## Non-equilibrium steady state of stochastic circuits

##### Doron Cohen

The study of systems with non-equilibrium steady state (NESS) has become of great interest in recent years. The paradigm for NESS is a system which is coupled to two equilibrated reservoirs "A" and "B" that are characterized by different temperatures \(T_A\) and \(T_B\). The steady state of the system is not canonical. A particular case of special interest is having one reservoirs (call it "A") that is replaced by a stationary driving source, while the relaxation is provided by a bath (call it "B") that has some finite temperature \(T_B\). This is still the same paradigm because formally the driving source "A" can be regarded as a bath that has an infinite temperature \(T_A=\infty\).

**Upper figure:** Illustration of a prototype model system: a ring that is made up of N isolated sites with on site energies E_n. The ring is coupled to a heat reservoir (represented by the blue "environment") and subjected to a noisy driving field (represented by the red circle) that induces a current in the ring.

**Lower figure:** In the upper panel the current in the ring is plotted as a function of the scaled driving intensity. In the lower panel this dependence is imaged for various strengths ("sigma") of disorder (each row corresponds to one plot as above). More generally we have analyzed the statistics of the current over many realizations of the disorder.

In subsequent studies we have addressed questions that concern the relaxation of such currents, and how the relaxation depends on percolation and localization properties of the model. Currently we are trying to extend the theory, considering general stochastic active networks.

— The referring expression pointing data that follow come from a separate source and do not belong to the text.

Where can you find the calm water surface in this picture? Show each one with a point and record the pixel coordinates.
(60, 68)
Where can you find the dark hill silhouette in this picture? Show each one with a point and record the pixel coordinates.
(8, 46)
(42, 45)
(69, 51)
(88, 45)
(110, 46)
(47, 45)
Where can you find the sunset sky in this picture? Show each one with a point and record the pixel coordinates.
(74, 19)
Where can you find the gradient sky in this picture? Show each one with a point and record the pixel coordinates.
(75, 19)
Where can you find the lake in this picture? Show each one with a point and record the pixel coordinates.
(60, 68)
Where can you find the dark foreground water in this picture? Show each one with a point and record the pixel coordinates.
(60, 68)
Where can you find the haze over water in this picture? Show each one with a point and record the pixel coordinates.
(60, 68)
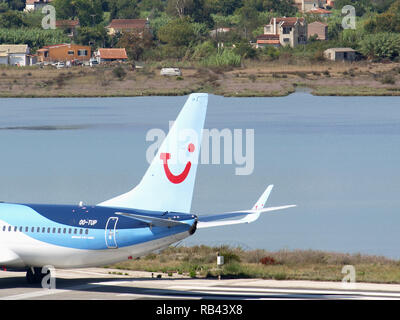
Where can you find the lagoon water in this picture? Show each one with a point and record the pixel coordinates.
(337, 158)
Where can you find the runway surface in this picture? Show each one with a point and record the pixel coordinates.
(108, 284)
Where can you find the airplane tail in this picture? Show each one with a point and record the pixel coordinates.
(169, 181)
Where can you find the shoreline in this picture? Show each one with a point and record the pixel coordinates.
(257, 80)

The above figure is taken form our *Nature Scientific Report* publication entitled "Percolation, sliding, localization and relaxation in topologically closed circuits". The radial direction is time and the angle is the position. **(a)** For small bias the dynamics is over-damped. **(b)** For large bias the dynamics is under-damped. The transition has to do with the de-localization of the eigen-modes, and surprisingly happens before the "sliding transition" that had been widely discussed in past literature.